En mémoire des martyrs tombés pour que ce pays, collé à la Palestine, demeure digne dans sa résistance

 

Le massacre commis dans l’après-midi du dimanche 27 janvier dans la banlieue sud de Beirut, par des éléments de l’armée libanaise, soutenus par des miliciens, contre la population désarmée, descendue dans la rue pour protester contre les fréquentes et incessantes coupures d’électricité, représente un tournant décisif dans la guerre menée par l’alliance américano-sioniste contre la résistance et son public au Liban.

 

Sept martyrs (Ahmad Hamzi, Yusuf Chqaïr, Ahmad Al Ajuz, Mahmud Hayek, Hassan Ali Maatuk, Mustafa Ali Amhaz, Mahmud Abdel Amine Mansur) et des dizaines de blessés sont le bilan de cette journée effroyable vécue par les habitants d’un quartier pauvre, sortis dans la rue pour protester contre le gouvernement et ses institutions dont l’insouciance et le mépris sont devenus une marque déposée. Les habitants du quartier Shiyah sont privés de cette source d’énergie qui leur permet de s’éclairer et de se chauffer, en ce rude mois d’hiver. Plus de 10 heures de coupure par jour, c’est plus que ne peut supporter cette population, lorsque la plupart des quartiers de la capitale et les autres régions du pays n’en sont privées que quelques heures, ou pas du tout. C’est le mépris affiché par certains membres du gouvernement Sanioura, gouvernement illégitime maintenu de force par les forces mondiales de l’oppression, qui est responsable de cette tuerie.

 

Susciter une guerre civile

 

Les multiples déclarations des responsables de ce gouvernement, qu’il s’agisse du chef lui-même ou des responsables des partis politiques, ne laissent plus aucun doute sur leur volonté de faire de toute revendication sociale, un enjeu confessionnel, prélude à une guerre civile. Il en a été ainsi lors de la grève générale annoncée et exécutée par les syndicats du transport et des agriculteurs, une semaine plus tôt. Dès l’annonce de cette grève, les alliés locaux des forces mondiales de l’oppression se sont dépêchés de mettre en doute la volonté revendicative des syndicats, accusant l’opposition de vouloir susciter des troubles confessionnels, et n’ont pas hésité à lancer des menaces, comme celles du chef milicien Geagea, des Forces libanaises, qui a promis aux manifestants que ses forces étaient prêtes à faire face à tout mouvement populaire de la rue.

Le récent discours de Sheikh Naïm Qassem, vice secrétaire général du Hizbullah, a répondu aux manœuvres et menaces de l’équipe au pouvoir :

« Il faut distinguer entre notre position envers le gouvernement illégitime et l’équipe au pouvoir d’une part, et entre les revendications des gens, et leur faim d’autre part.
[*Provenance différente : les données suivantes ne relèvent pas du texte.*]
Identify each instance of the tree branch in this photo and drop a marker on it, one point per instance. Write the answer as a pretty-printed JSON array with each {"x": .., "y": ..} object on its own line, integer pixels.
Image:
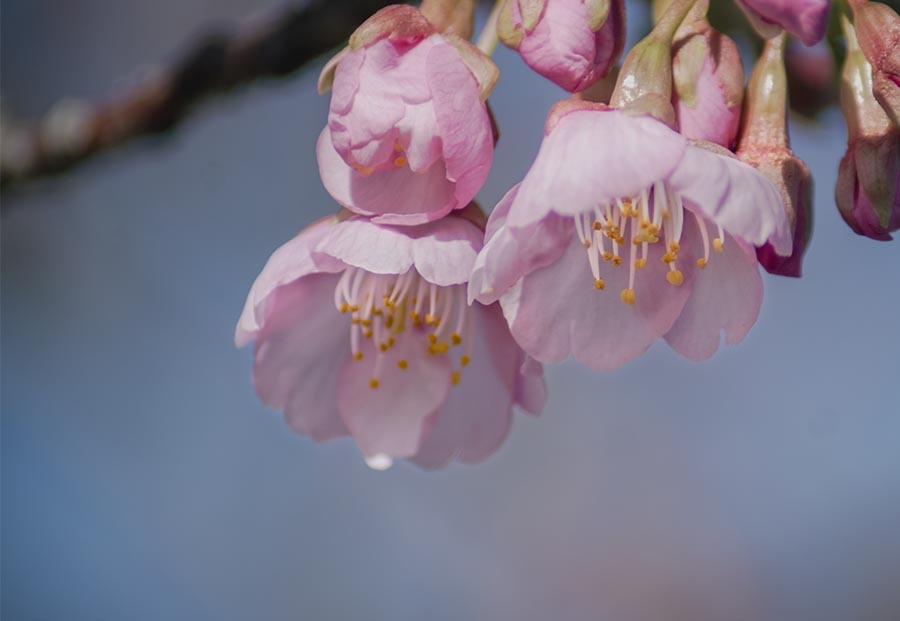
[{"x": 74, "y": 132}]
Nous avons maintes fois déclaré que nous avons le courage de dire que nous revendiquons tel ou tel mouvement populaire, lorsque c’est le cas. Nous ne nous cachons pas derrière les revendications des gens. Lorsque nous participons aux revendications, nous disons ce sont les revendications des gens et nous les soutenons. Lorsque nous descendons dans la rue pour des revendications politiques, nous dirons ce qu’il en est…. Nous avons le courage de le proclamer, et grâce à Dieu, nous n’abritons pas parmi nous un menteur qui a menti, pendant 25 ans, à son public (il s’agit de Jumblatt qui a déclaré récemment qu’il a menti pendant 25 ans pour se protéger de la Syrie)…. Cessez vos menaces… et nous disons au monde entier : « Nous sommes là et nous ne nous cachons derrière personne, ni derrière les Nations-Unies, ni derrière les Etats-Unis, ni derrière quelques déshérités, car (lorsque nous décidons de bouger) nous serons aux premiers rangs et nous nous exposerons à toutes les implications d’un affrontement, quels que soient les sacrifices ».
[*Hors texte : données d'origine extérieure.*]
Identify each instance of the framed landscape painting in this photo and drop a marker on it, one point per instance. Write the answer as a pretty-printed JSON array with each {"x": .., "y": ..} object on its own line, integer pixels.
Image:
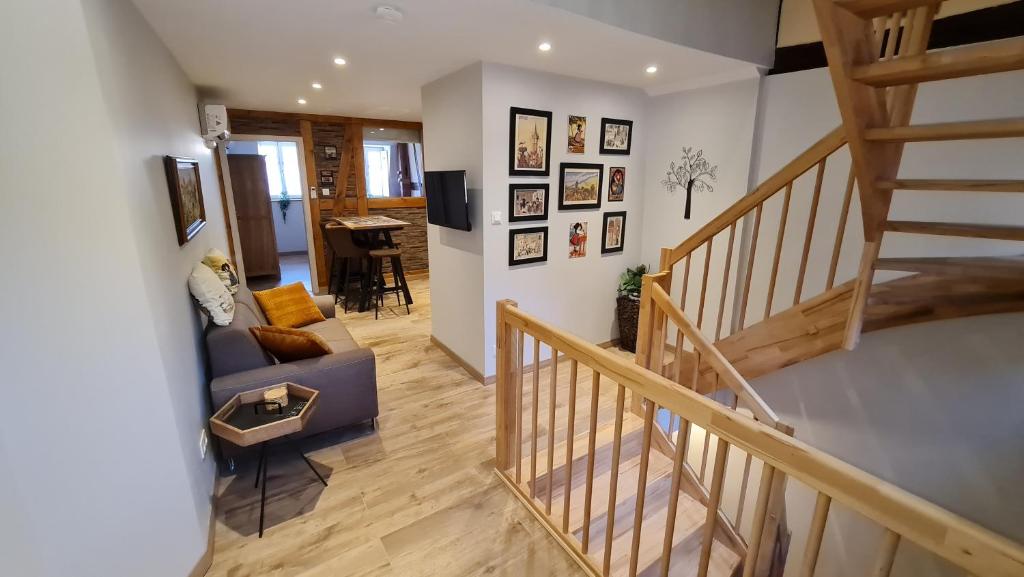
[
  {"x": 527, "y": 202},
  {"x": 527, "y": 245},
  {"x": 616, "y": 136},
  {"x": 580, "y": 186},
  {"x": 613, "y": 233},
  {"x": 529, "y": 142},
  {"x": 186, "y": 197}
]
Les buts des alliés locaux sont clairs : face à la misère croissante de la population, il s’agit de lever l’arme de la division confessionnelle, ce qui réduit énormément la portée de ses revendications. Face à la néglicence éhontée de l’Etat envers les quartiers et les régions les plus pauvres du pays, il suffit de menacer par la guerre civile pour entâcher de confessionnalisme toute revendication nationale. Face aux revendications légitimes du public de la résistance dont les maisons et quartiers entiers ont été détruits par l’agression israélienne de juillet et août 2006, le gouvernement illégitime qui a avalé les millions de dollars réservés à ces quartiers lève les slogans confessionnels du genre « quartiers sécurisés du Hizbullah » pour refuser toute contribution à la reconstruction et aux compensations, voulant punir une population entière pour avoir résisté à l’agression sioniste.

 

La guerre civile à laquelle se préparait Geagea et ses amis consistait à susciter des troubles entre quartiers, shi’ite musulman et chrétien, à partir de l’intervention armée contre la population. C’est d’ailleurs ce qui a été vite mis en relief lorsque les médias de ce sinistre milicien ont commencé à parler de troubles suscités par la population de Shiyah, dans le quartier de Ayn Remmaneh, quartier chrétien, suite à la répression sanglante des manifestants. Or, il s’est vite avéré que ces informations étaient infondées, mettant en échec le plan conçu. La déclaration du chef spirituel maronite va également dans le même sens, lorsque, suite au massacre, il dénonce les manifestants et les troubles dans la rue, au lieu de condamner la tuerie. La classe politique au pouvoir se disputera l’honneur ou plutôt le déshonneur de parler en termes méprisants des manifestants, remettant en cause leurs motivations, soutenant même la tuerie qu’ils ont subie, et que « sans l’intervention de l’armée, tout Beirut se serait embrasé » (selon les termes du sinistre milicien).

 

L’armée libanaise : une armée nationale ?  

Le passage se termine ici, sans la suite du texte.